Giorgia Meloni e Antonio Baldelli (FdI) a Pesaro: “Solidarietà agli agenti della polizia penitenziaria”

“Destiniamo alle forze dell’ordine il 50% dei beni confiscati alla mafia”

“Siamo qui, di fronte alla casa circondariale di Pesaro, per testimoniare la nostra vicinanza agli uomini e alle donne in divisa, non considerati e non tutelati dallo Stato italiano, spesso più attento a chi sbaglia rispetto a chi lavora”. E’ quanto ha affermato Giorgia Meloni, presidente e candidata premier di Fratelli d’Italia, questo pomeriggio in occasione del Flash mob di solidarietà alla Polizia Penitenziaria, organizzato davanti al carcere di Villa Fastiggi di Pesaro. Insieme a lei, i candidati marchigiani alle elezioni del 4 marzo. “Vogliamo dare particolare attenzione alla Polizia Penitenziaria, per le condizioni drammatiche nella quali si trova ad operare – ha continuato la Meloni – perchè il problema del sovraffollamento delle carceri viene sempre visto dal punto di vista del detenuto e mai dal punto di vista degli organici insufficienti e delle condizioni di lavoro di queste persone. Rinnoviamo la nostra solidarietà a loro e portiamo le nostre proposte, molto chiare per il futuro, per le forze di polizia: aumento degli organici e degli stipendi e miglioramento delle dotazioni anche con investimenti economici molto importanti.
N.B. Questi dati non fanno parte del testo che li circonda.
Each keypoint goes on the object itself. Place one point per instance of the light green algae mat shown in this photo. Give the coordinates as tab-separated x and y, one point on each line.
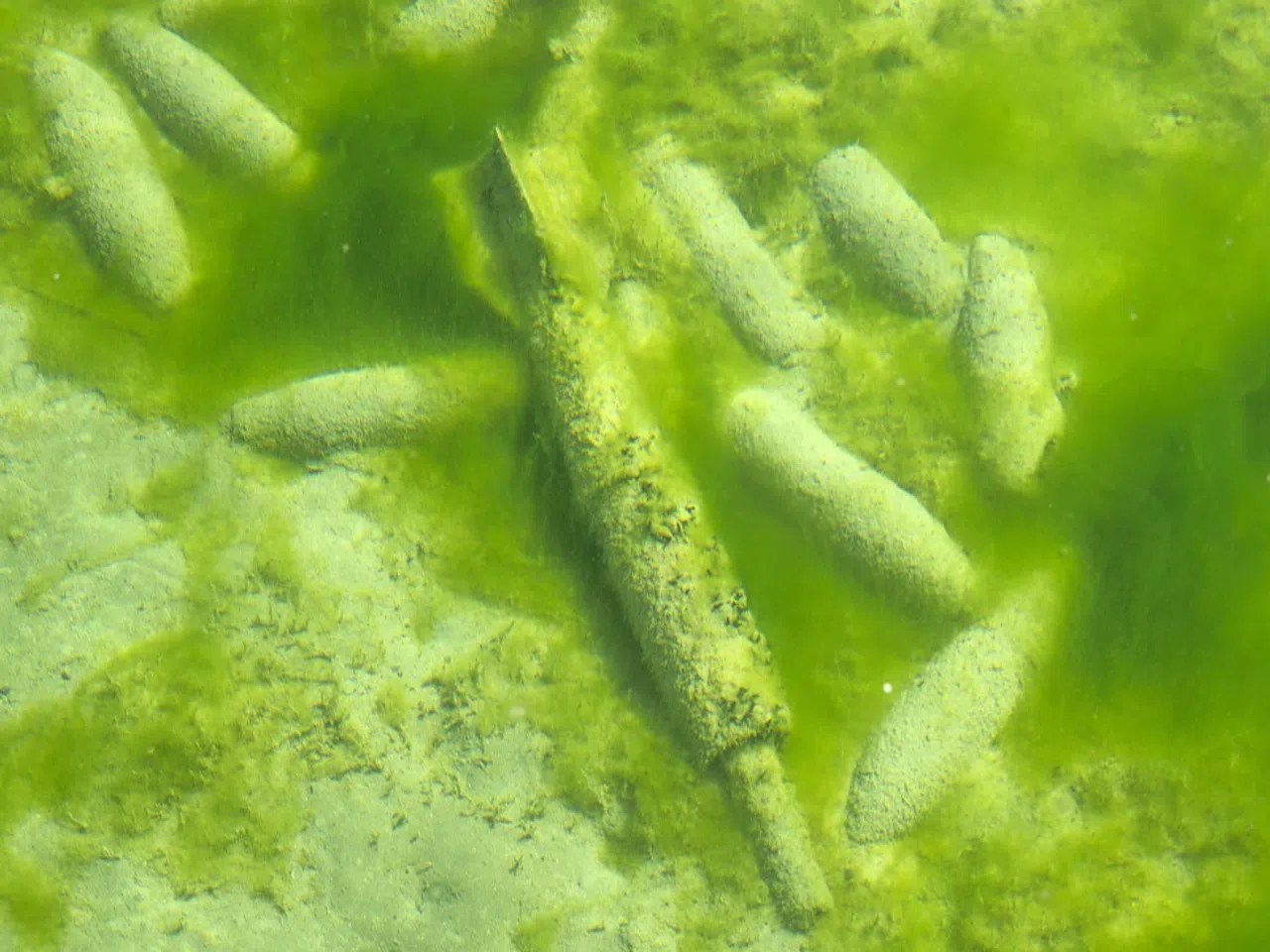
310	638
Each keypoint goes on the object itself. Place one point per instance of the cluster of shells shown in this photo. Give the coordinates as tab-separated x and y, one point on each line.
666	565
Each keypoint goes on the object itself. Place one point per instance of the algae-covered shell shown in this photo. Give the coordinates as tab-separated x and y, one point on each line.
1002	349
198	103
121	208
757	299
948	716
885	235
436	27
376	407
864	517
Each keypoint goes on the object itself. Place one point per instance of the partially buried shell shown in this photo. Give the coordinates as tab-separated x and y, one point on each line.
199	104
123	212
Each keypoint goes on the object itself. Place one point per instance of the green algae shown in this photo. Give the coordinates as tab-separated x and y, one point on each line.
1152	264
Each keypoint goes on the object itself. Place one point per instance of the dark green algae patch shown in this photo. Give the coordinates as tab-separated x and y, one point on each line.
1152	267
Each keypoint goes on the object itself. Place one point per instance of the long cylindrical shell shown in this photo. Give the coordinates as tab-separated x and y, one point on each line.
757	299
119	206
948	716
885	235
1002	348
670	571
375	407
198	103
672	575
436	27
864	517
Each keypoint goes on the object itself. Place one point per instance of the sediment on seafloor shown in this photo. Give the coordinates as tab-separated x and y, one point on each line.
884	236
1002	350
861	516
199	104
671	572
437	27
760	303
949	715
376	407
121	208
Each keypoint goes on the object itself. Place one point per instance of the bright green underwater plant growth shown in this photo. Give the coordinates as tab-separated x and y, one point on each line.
1152	264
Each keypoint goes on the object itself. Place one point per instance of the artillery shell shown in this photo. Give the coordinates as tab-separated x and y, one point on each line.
884	234
376	407
948	716
862	517
1002	349
125	214
198	103
757	299
437	27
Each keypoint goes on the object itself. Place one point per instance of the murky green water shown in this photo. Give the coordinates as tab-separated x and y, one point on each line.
1121	144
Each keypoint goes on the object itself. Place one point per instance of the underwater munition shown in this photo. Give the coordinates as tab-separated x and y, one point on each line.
375	407
884	234
436	27
671	572
198	104
948	716
1002	349
121	208
861	516
757	299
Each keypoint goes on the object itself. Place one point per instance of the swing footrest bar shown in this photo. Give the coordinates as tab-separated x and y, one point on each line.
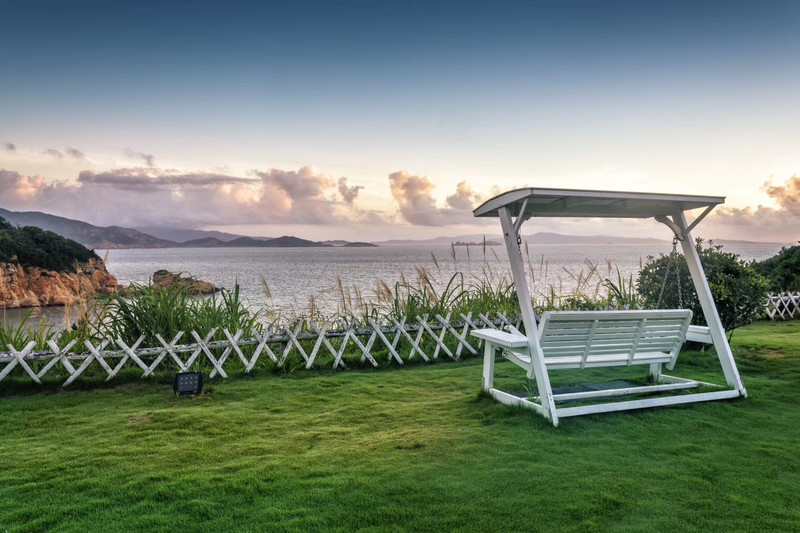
638	389
509	399
646	403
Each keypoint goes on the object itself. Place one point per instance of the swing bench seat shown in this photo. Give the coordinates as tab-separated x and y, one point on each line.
587	339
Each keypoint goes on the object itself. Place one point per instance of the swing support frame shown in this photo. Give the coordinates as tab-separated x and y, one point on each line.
513	208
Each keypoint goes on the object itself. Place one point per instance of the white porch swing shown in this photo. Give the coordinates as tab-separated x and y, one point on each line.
585	339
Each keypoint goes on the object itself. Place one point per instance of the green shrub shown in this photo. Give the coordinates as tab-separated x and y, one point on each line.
147	310
34	247
782	270
739	291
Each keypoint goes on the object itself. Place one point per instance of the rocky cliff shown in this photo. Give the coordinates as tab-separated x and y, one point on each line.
32	286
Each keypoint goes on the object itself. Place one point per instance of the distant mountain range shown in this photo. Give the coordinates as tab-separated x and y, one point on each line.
97	237
547	238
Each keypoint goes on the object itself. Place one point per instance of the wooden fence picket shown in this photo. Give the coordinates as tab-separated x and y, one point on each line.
426	339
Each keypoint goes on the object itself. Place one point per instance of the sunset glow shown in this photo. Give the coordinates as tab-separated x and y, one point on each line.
371	121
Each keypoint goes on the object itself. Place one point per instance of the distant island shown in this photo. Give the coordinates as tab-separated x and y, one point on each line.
39	268
115	237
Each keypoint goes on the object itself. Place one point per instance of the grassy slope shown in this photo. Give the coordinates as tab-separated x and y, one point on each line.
414	449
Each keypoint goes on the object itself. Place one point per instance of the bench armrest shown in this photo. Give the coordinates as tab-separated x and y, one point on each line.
501	338
699	334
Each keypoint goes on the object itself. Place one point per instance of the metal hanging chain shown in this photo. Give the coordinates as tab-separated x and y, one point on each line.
677	272
673	258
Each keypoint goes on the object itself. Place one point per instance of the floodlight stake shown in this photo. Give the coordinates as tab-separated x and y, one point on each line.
188	383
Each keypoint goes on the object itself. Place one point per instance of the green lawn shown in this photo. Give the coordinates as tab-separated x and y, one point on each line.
408	449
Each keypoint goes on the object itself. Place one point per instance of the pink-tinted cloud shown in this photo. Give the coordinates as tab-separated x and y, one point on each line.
414	198
150	159
348	193
151	196
761	222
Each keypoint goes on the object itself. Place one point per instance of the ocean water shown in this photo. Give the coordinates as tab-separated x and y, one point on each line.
296	276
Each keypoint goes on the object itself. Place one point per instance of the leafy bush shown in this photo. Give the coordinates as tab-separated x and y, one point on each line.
738	290
782	270
35	247
147	310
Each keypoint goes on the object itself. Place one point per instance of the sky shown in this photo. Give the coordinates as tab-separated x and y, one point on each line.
377	120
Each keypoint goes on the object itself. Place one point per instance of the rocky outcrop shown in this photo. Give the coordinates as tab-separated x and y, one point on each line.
34	286
166	279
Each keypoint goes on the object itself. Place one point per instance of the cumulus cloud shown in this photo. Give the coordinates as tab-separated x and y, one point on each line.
150	159
152	179
413	195
348	193
761	222
787	195
463	199
74	152
301	196
146	196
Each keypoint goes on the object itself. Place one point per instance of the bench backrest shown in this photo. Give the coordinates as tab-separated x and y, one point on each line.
578	339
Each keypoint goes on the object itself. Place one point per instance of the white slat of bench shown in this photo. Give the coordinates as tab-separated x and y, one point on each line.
579	339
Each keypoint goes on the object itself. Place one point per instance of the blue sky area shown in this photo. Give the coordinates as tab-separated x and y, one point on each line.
413	103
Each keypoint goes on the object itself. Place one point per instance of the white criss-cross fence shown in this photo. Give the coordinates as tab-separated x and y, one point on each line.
783	306
425	337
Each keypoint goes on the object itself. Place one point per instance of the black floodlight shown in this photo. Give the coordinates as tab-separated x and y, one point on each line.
188	383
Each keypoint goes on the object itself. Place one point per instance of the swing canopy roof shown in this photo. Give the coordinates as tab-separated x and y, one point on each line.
538	202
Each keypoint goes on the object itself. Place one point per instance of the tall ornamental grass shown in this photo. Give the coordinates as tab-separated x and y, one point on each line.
150	310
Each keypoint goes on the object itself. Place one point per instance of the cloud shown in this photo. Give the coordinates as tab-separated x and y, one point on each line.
349	194
417	205
787	195
463	199
150	159
152	179
74	152
142	196
301	196
761	222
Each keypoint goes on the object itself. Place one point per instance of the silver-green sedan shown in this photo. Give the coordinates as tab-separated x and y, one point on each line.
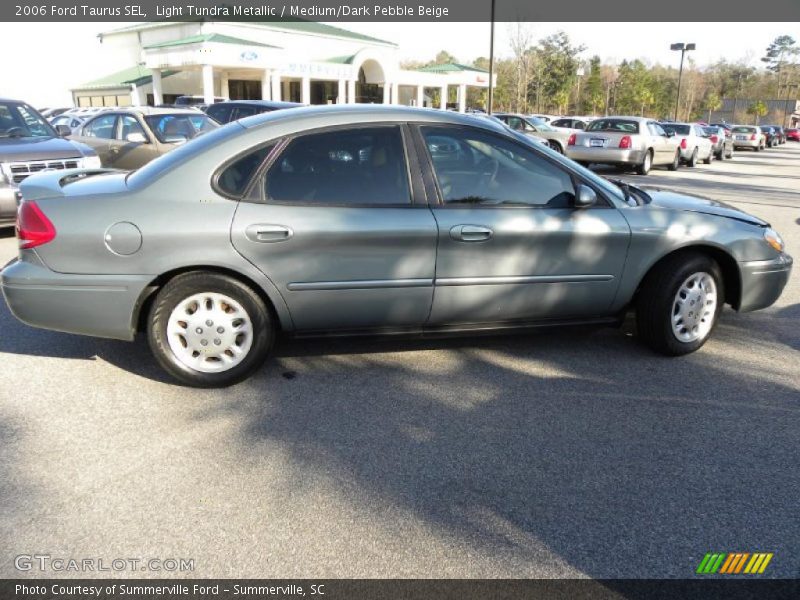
356	219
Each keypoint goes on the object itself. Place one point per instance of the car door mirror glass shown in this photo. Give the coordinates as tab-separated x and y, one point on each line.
136	138
585	197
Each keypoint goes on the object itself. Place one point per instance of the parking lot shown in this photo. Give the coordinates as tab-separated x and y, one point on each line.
559	454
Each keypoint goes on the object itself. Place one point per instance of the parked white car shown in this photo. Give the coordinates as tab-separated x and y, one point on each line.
694	142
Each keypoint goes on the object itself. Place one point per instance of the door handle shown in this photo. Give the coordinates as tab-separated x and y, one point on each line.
470	233
268	233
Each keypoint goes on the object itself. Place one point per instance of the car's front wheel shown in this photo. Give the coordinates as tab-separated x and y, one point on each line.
209	330
679	303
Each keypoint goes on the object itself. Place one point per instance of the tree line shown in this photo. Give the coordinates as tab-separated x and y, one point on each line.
550	76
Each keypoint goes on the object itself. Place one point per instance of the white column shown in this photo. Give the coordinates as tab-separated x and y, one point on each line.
462	98
277	95
224	91
351	91
158	96
208	84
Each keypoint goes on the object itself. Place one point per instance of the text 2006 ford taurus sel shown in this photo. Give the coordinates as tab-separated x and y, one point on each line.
372	218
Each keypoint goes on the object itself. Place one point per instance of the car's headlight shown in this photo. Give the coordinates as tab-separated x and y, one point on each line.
774	239
92	162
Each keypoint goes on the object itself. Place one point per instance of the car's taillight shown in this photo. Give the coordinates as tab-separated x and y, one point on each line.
33	226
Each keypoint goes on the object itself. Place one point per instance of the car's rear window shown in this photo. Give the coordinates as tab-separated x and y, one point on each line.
677	129
614	125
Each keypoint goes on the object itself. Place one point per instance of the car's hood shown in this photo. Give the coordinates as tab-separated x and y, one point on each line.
40	148
680	201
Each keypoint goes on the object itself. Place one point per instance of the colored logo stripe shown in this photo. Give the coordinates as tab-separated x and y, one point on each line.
731	563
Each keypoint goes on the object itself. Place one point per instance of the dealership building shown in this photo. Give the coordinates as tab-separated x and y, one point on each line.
298	61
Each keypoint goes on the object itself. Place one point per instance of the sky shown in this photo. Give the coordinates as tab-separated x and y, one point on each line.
45	77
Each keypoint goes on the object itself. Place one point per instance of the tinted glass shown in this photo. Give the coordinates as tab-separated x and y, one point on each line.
128	125
476	167
101	127
234	179
614	125
175	128
357	166
677	129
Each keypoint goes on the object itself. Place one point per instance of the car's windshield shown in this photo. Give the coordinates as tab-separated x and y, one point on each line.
179	127
614	126
677	129
20	120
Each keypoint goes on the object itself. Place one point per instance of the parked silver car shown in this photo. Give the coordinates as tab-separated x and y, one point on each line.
625	141
694	142
372	218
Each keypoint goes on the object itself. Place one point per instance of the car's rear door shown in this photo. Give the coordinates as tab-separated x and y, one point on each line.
341	227
98	133
512	245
Tra le nostre proposte, quella di destinare agli uomini e donne in divisa il 50% di quello che lo Stato ottiene dai beni confiscati alla mafia”. E’ intervenuto durante il flash mob davanti al carcere di Pesaro, Antonio Baldelli, capolista di Fratelli d’Italia per la Camera nel collegio Marche nord: “La nostra solidarietà va alle forze della Polizia Penitenziaria, che devono scontare in questo periodo una riforma penitenziaria che li umilia e che prevede al suo interno anche un decreto svuotacarceri. Oggi siamo qui con una rappresentanza del Sappe regionale e ci sono alcuni uomini della Polizia Penitenziaria, a testimonianza dell’attenzione di Fratelli d’Italia verso la Polizia Penitenziaria, ma anche dell’attenzione della Polizia Penitenziaria verso le nostre proposte”.